On vous dira à quel point la société est unie dans un effort commun,
et que vous êtes tous sur le même bateau. Ce sera vrai. Cette expérience
changera à jamais votre perception d’individus. L’appartenance de
classe fera quand même une très grande différence. Etre enfermé dans une
maison avec terrasse et jardin ou dans un immeuble populaire surpeuplé :
non, ce n’est pas la même chose. Et ce ne sera pas la même que de
pouvoir travailler à la maison ou voir son travail se perdre. Ce bateau
sur lequel vous serez ensemble pour vaincre l’épidémie ne semblera guère
être la même chose pour tous, parce que ça ne l’est pas et ne l’a
jamais été.
À un certain moment, vous vous rendrez compte que c’est vraiment dur.
Vous aurez peur. Vous en parlerez à ceux qui vous sont chers, ou
alors vous garderez l’angoisse en vous, afin qu’ils ne la portent pas.
Vous mangerez de nouveau.
Voilà ce que nous vous disons d’Italie sur votre futur.

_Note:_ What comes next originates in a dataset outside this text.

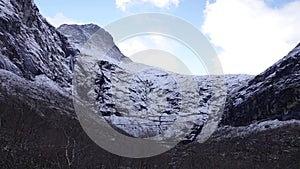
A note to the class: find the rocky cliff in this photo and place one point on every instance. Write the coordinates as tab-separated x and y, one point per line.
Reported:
30	46
273	94
39	127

Mais c’est
une prophétie de petit, de très petit cabotage : quelques jours à peine.
Si nous tournons le regard vers le futur lointain, celui qui vous est
inconnu et nous est inconnu, alors nous ne pouvons vous dire qu’une
seule chose : lorsque tout sera fini, le monde ne sera plus ce qu’il
était. »
Francesca Melandri, écrivaine
(traduit de l’italien par Robert Maggiori)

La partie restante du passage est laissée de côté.